Please submit your Reflections photos by noon on 18th March.
This and all the other themes for next year are on our Calendar page. If you're not a member and there's anything on there you'd like to participate in then get in touch and come along to one of our meetings.
The snowy theme drifted over into some of the photos members had chosen to show for their images of the month. Others experimented with macro photography, producing some striking images; the creative opportunities provided by mist and long exposure were also used. It was one of the mist pictures - Morning Mist by Ian Dalzell - that was the runner up.
Pets always make great subjects, especially when interacting with their surroundings. This behaviour was brilliantly caught by Simon Welch's in his image Explore - his cat experiencing snow for the first time, reaching out to catch a snowflake and was voted the members' favourite Image of the Month.
All the photos submitted this month can be seen on the gallery page.
Another record attendance by members to the Show and Tell Winter theme meeting - well, what else have they got to do on a winter's evening? Those that came along were rewarded by a wide selection of images of snow, ice and frost, it was enough to make you turn up the heating. Some, more canny, members opted to stay indoors and aim their camera out of the window, or simply use an open fire as their subject.
Once again a strong set of photos meant that votes for the members' favourite image was evenly spread - there were four pictures that were runners up and another three only just behind them.
The members' favourite image was Can't See Me by David Kallmeier - a remarkable picture of a hare trying to make itself invisible in the snow.
Justin Minns is an award-winning landscape photographer based in Suffolk, who is best known for his atmospheric images of East Anglia. Time spent looking at the images in his website gallery will be well rewarded - there are many beautiful and evocative pictures that capture the character of the places he photographs. He has written a photo guidebook called Photographing East Anglia and is curently working on another - Essex in Photographs.

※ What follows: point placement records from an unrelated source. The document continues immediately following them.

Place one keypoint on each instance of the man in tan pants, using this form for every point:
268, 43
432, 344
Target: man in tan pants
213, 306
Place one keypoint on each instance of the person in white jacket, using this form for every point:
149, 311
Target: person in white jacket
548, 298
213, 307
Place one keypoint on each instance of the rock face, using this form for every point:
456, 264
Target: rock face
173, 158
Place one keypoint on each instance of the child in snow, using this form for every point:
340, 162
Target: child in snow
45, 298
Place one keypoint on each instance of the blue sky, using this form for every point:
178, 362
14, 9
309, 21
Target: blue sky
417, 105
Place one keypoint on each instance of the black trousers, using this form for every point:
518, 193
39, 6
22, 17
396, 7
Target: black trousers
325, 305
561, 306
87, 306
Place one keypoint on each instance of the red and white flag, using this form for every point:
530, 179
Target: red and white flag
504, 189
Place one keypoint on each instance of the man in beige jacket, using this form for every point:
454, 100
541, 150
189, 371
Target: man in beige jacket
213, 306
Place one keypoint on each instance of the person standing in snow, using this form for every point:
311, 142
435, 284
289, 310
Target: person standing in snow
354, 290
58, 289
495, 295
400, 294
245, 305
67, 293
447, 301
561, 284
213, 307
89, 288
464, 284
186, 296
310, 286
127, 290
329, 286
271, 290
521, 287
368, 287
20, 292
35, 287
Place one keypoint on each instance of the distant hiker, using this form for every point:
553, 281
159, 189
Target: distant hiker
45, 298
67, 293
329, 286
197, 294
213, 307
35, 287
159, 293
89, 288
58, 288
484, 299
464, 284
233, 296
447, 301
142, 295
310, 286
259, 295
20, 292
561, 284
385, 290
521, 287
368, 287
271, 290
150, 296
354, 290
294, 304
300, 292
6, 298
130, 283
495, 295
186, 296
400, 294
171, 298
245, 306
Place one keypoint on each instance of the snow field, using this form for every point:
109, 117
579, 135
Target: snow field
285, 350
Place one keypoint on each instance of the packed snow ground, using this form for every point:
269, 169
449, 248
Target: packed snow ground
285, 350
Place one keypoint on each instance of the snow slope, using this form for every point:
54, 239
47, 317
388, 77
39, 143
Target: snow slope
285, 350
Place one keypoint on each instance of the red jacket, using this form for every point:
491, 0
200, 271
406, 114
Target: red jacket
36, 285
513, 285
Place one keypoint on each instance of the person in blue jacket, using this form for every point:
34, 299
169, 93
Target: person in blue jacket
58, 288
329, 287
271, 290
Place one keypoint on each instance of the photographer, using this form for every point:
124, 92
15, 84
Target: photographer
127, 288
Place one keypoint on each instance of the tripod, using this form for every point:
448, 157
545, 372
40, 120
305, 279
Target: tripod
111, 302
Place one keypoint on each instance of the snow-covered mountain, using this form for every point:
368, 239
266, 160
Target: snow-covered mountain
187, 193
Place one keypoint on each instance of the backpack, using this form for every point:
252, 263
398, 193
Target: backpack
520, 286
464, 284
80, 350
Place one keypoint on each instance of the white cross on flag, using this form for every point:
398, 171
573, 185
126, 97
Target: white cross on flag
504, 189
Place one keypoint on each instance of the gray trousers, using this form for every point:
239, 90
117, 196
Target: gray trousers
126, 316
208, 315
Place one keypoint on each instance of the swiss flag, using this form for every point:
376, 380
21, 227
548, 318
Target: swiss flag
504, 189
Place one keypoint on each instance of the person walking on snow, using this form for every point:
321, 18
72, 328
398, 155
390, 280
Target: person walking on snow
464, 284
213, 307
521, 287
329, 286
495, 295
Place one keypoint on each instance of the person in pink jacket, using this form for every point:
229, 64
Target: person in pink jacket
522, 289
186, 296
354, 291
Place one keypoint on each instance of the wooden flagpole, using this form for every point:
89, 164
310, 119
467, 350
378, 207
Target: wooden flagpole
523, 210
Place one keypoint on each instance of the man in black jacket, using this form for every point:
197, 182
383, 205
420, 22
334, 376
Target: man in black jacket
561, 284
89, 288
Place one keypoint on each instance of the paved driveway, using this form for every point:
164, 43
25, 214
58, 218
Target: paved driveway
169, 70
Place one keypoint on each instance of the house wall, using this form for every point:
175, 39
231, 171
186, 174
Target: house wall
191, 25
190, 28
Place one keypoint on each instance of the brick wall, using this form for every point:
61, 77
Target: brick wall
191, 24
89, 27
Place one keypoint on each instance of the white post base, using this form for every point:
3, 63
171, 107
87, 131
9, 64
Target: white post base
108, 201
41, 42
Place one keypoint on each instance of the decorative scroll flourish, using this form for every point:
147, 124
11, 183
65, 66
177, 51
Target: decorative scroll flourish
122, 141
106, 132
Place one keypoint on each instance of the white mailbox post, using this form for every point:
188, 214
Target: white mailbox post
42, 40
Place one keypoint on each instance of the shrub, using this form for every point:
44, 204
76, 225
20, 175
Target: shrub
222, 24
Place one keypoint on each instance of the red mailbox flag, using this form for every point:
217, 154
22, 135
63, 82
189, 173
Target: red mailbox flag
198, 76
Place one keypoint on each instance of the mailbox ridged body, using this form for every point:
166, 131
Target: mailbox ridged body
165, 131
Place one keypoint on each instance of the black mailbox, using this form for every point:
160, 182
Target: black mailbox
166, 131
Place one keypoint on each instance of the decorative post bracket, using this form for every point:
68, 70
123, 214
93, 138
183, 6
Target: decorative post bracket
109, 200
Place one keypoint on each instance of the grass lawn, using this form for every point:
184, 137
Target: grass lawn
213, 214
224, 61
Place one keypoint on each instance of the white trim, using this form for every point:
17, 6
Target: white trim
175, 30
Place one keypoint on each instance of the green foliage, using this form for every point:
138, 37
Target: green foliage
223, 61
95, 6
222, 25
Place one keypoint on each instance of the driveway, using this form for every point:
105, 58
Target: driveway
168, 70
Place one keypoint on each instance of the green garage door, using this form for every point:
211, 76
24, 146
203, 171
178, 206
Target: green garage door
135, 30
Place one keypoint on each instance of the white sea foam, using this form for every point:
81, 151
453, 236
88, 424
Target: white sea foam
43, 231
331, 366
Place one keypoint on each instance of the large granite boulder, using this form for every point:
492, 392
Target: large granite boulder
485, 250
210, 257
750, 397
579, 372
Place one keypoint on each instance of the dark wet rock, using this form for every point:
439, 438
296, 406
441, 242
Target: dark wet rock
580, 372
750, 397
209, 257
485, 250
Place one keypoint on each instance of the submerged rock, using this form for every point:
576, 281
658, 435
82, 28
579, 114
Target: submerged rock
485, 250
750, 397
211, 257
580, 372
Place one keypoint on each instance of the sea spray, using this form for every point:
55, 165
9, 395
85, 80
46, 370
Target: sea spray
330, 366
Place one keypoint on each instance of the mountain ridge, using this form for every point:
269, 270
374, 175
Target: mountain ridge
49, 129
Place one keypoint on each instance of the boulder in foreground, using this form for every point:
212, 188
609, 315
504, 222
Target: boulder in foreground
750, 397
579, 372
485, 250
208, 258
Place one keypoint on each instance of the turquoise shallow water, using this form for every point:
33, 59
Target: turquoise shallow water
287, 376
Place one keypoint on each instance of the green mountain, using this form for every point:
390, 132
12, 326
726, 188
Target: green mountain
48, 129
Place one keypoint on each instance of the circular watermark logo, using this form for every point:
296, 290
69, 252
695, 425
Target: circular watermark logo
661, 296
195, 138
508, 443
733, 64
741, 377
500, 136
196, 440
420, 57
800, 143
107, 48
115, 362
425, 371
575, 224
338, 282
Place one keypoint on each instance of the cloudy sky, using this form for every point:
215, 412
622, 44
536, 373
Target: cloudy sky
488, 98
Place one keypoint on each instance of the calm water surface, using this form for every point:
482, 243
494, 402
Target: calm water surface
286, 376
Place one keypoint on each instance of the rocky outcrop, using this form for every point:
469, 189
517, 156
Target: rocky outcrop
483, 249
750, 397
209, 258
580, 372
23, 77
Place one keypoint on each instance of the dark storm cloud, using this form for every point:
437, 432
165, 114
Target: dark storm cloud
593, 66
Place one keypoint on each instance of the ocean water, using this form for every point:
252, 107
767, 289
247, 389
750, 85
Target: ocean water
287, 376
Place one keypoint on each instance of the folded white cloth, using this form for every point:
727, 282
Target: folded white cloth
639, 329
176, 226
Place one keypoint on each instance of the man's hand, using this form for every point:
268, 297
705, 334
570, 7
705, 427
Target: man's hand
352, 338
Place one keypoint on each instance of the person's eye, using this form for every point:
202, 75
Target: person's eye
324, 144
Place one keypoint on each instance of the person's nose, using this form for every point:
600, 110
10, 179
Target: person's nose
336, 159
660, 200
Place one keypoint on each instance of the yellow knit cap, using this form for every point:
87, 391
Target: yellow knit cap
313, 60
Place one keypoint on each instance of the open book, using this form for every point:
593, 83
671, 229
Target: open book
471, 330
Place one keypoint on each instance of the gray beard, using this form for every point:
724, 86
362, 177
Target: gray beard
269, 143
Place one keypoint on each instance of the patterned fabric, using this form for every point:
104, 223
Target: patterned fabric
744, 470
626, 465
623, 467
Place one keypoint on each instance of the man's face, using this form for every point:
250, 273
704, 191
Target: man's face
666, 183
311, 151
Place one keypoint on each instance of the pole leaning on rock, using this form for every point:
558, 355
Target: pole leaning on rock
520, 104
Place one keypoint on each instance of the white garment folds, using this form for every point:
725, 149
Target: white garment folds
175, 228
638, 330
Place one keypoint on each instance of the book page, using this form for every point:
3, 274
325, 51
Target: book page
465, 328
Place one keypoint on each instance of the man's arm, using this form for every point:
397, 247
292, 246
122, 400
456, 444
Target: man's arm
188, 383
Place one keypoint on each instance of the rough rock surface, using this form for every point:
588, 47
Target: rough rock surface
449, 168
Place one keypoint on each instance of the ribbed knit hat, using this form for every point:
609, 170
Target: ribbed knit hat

On the evening of February 25th Justin gave his talk Interesting Stuff via Zoom, which he described as, 'A quest to find interesting subjects to photograph is one of the things that keeps me motivated, the question is what makes an interesting photograph, the subject or the photographer?'.
We were indeed treated to an interesting talk, lavishly illustrated by Justin's landscape images of Suffolk, Essex and further afield. There's a brief report on the Calendar page.